### Pinecone

In [36]:
# importing warnings
import warnings
warnings.filterwarnings('ignore')

In [None]:
# installing libraries through pip
! pip install langchain
! pip install pinecone-client==2.2.4
! pip install pypdf
! pip install sentence-transformers==2.2.2

# pip install langchain pinecone-client==2.2.4 pypdf sentence-transformers==2.2.2

In [2]:
# extract the text form pdfs file
# for that we need to import libraries
from langchain.document_loaders import PyPDFDirectoryLoader

Step-01 : Loading the data

In [11]:
# loading the data from pdfs and load the dataset
loader = PyPDFDirectoryLoader("pdfs")
data = loader.load()
# printing the dataset

In [None]:
print(data)

In [13]:
# importing RecursiveCharacterTextSplitter from langchain.text_splitter
from langchain.text_splitter import RecursiveCharacterTextSplitter


Step-02 : Splitting and Chunking the dataset

In [25]:
# calling RecursiveCharacterTextSplitter() class and creating an objecvt
recursive_text_splitter = RecursiveCharacterTextSplitter(
    separators=["\n\n", "\n", " ", ""],
    chunk_size=500, 
    chunk_overlap=20
    )

# calling split_documents() function by the object of the class RecursiveCharacterTextSplitter()
text_chunks = recursive_text_splitter.split_documents(data)

In [26]:
# checking the length of the chunks
len(text_chunks)

29

In [None]:
# checking attribute of the text_chunks
text_chunks[0].page_content
text_chunks[0].metadata
text_chunks[0]

Step-03 : Embeddings of the dataset

In [34]:
# importing HuggingFaceEmbeddings
from langchain.embeddings import HuggingFaceEmbeddings

In [37]:
# calling HuggingFaceEmbeddings() class and creating an object of it.
embeddings = HuggingFaceEmbeddings(model_name="sentence-transformers/all-MiniLM-L6-v2")

In [43]:
# calling embed_query() function by the object of HuggingFaceEmbeddings() class
# HuggingFaceEmbeddings() class has 384 dimensions
query_result = embeddings.embed_query('This is Mehedi')
query_result
print('The length of our text is :',len(query_result))

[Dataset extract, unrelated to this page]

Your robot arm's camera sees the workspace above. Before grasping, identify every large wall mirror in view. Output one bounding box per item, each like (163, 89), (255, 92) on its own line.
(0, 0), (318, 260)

The length of our text is : 384


In [71]:
# importing os for get the key from .env file
import os
from dotenv import load_dotenv
load_dotenv()

True

In [73]:
# read the keys from the .env file 
PINECONE_API_KEY=os.getenv("PINECONE_API_KEY")
PINECONE_API_ENV=os.getenv("PINECONE_API_ENV")
OPENAI_API_KEY=os.getenv("OPENAI_API_KEY")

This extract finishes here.